Wherever we go in the world, the most common sight we see is people using paddles that are way too tall for them. From San-O to Sydney, all too many SUB paddlers are reaching over their heads like children straining to reach the cookie jar atop the ‘fridge.

       Aside from squandering the mechanical advantage of the proper and efficient paddle stroke, using too tall a paddle sets you up for some sort of repetitive stress harm to your shoulders.

       While a general guideline states that the paddle should extend 5 or 6 inches over your head, some variability exists due to the thickness of your board, slight differences in paddling styles, and even the shape and angle of the paddle blade.

       Try standing on a bench with your paddle and take a few pantomime strokes; this way you can simulate the blade depth of your stroke and lets you see how high the top of the paddle goes overhead. Your top hand should be at the height of your forehead and nose when you push into your stroke. Any higher or lower and you will be suffering a power loss.

       Additionally, adjustable paddles, on which you can readily change the length of the paddle shaft, are great tools you can employ to zero in on the optimum paddle size for your board and style.


#5. Light Out For the Territories


        It’s no secret that planet’s surf breaks are over-crowded and teeming with short boarders, long boarders, body boarders, tow-surfers, kayakers, and bodysurfing marine mammals. Why add an enormous surfboard and a six-foot paddle to the biomass?

Unless your name is Laird or Keaulana, there is no good reason why you should paddle out on your stand-up surfboard at a crowded name break------or any spot, for that matter, which is an established conventional surfing break.
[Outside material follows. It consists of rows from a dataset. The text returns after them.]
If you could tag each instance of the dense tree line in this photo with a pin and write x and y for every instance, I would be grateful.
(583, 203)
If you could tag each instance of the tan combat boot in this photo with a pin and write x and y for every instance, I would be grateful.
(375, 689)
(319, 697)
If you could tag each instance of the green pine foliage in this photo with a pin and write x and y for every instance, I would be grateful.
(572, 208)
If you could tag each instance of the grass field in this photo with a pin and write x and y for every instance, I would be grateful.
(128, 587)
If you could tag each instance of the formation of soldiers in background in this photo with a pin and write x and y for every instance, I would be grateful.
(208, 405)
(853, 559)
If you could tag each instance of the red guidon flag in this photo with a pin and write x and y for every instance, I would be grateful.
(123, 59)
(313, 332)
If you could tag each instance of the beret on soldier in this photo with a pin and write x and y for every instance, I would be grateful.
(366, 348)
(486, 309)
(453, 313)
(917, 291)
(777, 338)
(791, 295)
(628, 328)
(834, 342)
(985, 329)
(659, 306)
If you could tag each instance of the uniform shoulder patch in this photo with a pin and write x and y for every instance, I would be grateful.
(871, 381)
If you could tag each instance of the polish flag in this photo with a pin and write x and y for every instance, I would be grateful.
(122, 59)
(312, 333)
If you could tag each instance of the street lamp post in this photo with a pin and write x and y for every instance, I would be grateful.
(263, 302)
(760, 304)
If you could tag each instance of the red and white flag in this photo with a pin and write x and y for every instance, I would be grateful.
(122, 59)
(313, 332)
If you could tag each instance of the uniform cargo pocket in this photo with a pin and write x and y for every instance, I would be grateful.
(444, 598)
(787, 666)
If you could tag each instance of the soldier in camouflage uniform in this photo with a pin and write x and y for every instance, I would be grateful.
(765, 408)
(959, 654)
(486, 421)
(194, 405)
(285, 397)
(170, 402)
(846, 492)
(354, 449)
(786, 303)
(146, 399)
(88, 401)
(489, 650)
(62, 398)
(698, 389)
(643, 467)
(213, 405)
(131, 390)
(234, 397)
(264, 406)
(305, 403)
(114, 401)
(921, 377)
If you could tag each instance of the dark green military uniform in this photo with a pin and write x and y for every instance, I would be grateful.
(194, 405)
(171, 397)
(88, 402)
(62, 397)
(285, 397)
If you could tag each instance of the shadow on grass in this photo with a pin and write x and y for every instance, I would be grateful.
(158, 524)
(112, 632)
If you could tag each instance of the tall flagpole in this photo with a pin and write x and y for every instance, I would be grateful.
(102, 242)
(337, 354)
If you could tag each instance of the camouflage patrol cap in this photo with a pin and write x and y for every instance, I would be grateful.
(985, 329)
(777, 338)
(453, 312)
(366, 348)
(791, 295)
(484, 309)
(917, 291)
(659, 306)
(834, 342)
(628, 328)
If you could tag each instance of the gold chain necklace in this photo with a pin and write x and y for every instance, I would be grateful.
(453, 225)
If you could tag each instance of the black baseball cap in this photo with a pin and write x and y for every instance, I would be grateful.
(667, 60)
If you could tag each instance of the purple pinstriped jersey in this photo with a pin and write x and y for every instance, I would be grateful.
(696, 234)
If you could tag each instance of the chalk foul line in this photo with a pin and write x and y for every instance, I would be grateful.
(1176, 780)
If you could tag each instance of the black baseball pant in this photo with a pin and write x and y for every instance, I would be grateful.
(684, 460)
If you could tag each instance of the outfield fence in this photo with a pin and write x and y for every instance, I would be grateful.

      Along every coastline in the world, no matter how jam-packed, there are countless overlooked breaks where there is little or no history of use as a traditional surf break.

The whole point of SUP surfing is to get away from overcrowded breaks and head off into fresh pastures. The fattest offshore reef, the tiniest beach break, the mushiest point------each becomes a J-Bay or Sunset or Superbank on a properly designed SUB.

       So find a wave that no one else wants and paddle out with a few friends, and not only will you rediscover the original stoke of surfing, but you’ll be doing your part to ensure that stand-up paddle surfers and conventional board surfers enjoy a peaceful coexistence.